Le décret prévoit également que les personnes morales ne respectant ces obligations légales risquent une amende cinq fois supérieure à celle des personnes physiques c'est à dire 7500 € et 15 000 € en cas de récidive ( R121-2 CC et 131-41 CP ).
Ainsi, nous le voyons, le législateur semble vouloir protéger efficacement le cyber-consommateur.

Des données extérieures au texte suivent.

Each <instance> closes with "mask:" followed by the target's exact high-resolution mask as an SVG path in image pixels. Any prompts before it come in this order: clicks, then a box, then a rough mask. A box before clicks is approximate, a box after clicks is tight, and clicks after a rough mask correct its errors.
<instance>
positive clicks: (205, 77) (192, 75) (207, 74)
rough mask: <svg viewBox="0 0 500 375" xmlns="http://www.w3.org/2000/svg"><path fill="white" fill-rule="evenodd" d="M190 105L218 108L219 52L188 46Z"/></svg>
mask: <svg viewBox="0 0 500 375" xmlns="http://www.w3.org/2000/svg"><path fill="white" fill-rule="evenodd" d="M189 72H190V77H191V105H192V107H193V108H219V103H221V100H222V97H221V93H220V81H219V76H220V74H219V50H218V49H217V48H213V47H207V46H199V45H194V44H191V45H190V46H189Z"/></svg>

Une fois que l'internaute sera en possession de ces informations, il sera libre d'adhérer ou non à l'offre. Reste alors à savoir comment ce dernier pourra valablement donner son consentement.
1. Vers un consentement en deux étapes.
Le consentement doit résulter d'un comportement non équivoque (art.18 de la convention de Vienne 11 avril 1980 sur les ventes internationales de marchandises) .
Le silence ne peut pas, sauf cas très rare, valoir acceptation d'une offre de contracter. Il faut un acte positif.
Sur internet, l'acceptation passera nécessairement par l'usage d'un outil informatique, l'utilisateur recevant les différentes informations via une succession de pages d'écran, ces dernières guidant notamment l'internaute pour remplir un formulaire de commande qu'il pourra finalement envoyer au prestataire internet par un simple clic.
Le fait que l'internaute soit obligé de visualiser ou puisse accéder facilement, directement et de façon permanente à un certain nombre d'informations avant le « clic final » d'acceptation de l'offre aurait pu suffire à rendre non équivoque le consentement de l'internaute. D'ailleurs, dans la pratique, les prestataires estiment que le consentement est parfait dès lors que le client a validé sa commande par une succession de clic et qu'il a communiqué ses coordonnées bancaires. La Directive Commerce Electronique 2000/31/CE dans son article 11.1 se satisfait d'un consentement unique avec accusé réception transmis sans délai par le prestataire par voie électronique, cet accusé réception devant récapituler les différentes informations déjà exigées dans l'offre .
Or, avec ce système, l'internaute peut donner son consentement par inadvertance en raison de la rapidité avec laquelle le « clic final » peut être atteint et exécuté. C'est pourquoi le législateur français a décidé de renforcer le dispositif communautaire par une confirmation du consentement devant intervenir postérieurement à la réception de l'accusé réception de la commande transmis par le prestataire (Art.14.II futur Art. 1369-2 Projet loi pour la confiance dans l'économie numérique et art.L121-19 CC sanctionné désormais par l'art. R. 121-1-1). ).